Le samedi 18 juillet 2026, à l’aube, le régime clérical a procédé à l’exécution d’Azam Gerami à la prison centrale de Yassoudj, capitale de la province de Kohguilouyeh-et-Bouyer-Ahmad, dans le sud-ouest de l’Iran. Cette mère de trois enfants, âgée de 58 ans, avait été condamnée à la peine capitale pour un meurtre commis il y a 8 ans.
Cette mise à mort, la 18e visant une femme depuis le début de l’année 2026, n’a fait l’objet d’aucune annonce par les médias officiels ou les autorités judiciaires, confirmant l’opacité persistante du système pénal iranien.
Avec la pendaison d’Azam Gerami à la prison centrale de Yassoudj, le nombre de femmes exécutées au cours de l’année 2026 atteint désormais 18.

L’Iran, détenteur du record mondial d’exécutions de femmes
Selon les données enregistrées par la commission des Femmes du Conseil national de la résistance iranienne (CNRI), au moins 346 femmes ont été exécutées en Iran depuis 2007. Nombre de ces femmes sacrifiées par le régime sont elles-mêmes victimes de violences domestiques et de lois familiales discriminatoires. Une proportion importante d’entre elles a agi en état de légitime défense.
Depuis l’entrée en fonction de Massoud Pezechkian, le régime clérical a exécuté plus de 3 920 prisonniers, dont 106 femmes.
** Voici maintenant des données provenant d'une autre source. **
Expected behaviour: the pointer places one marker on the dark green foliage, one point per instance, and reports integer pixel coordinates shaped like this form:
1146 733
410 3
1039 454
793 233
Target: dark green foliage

D’après les sources du CNRI, pour la seule année 2025, plus de 2 201 exécutions ont été recensées en Iran, soit plus du double du chiffre de 2024 (1 006).
Amnesty International a confirmé dans son rapport annuel que la dictature au pouvoir en Iran a pratiqué au moins 2 159 exécutions en 2025, soit le taux annuel le plus élevé documenté à l’échelle mondiale depuis 1981. La commission des Femmes du CNRI appelle les Nations unies et les instances compétentes, l’Union européenne et ses États membres, ainsi que tous les défenseurs des droits humains, à prendre des mesures effectives pour stopper ces exécutions effrénées en Iran.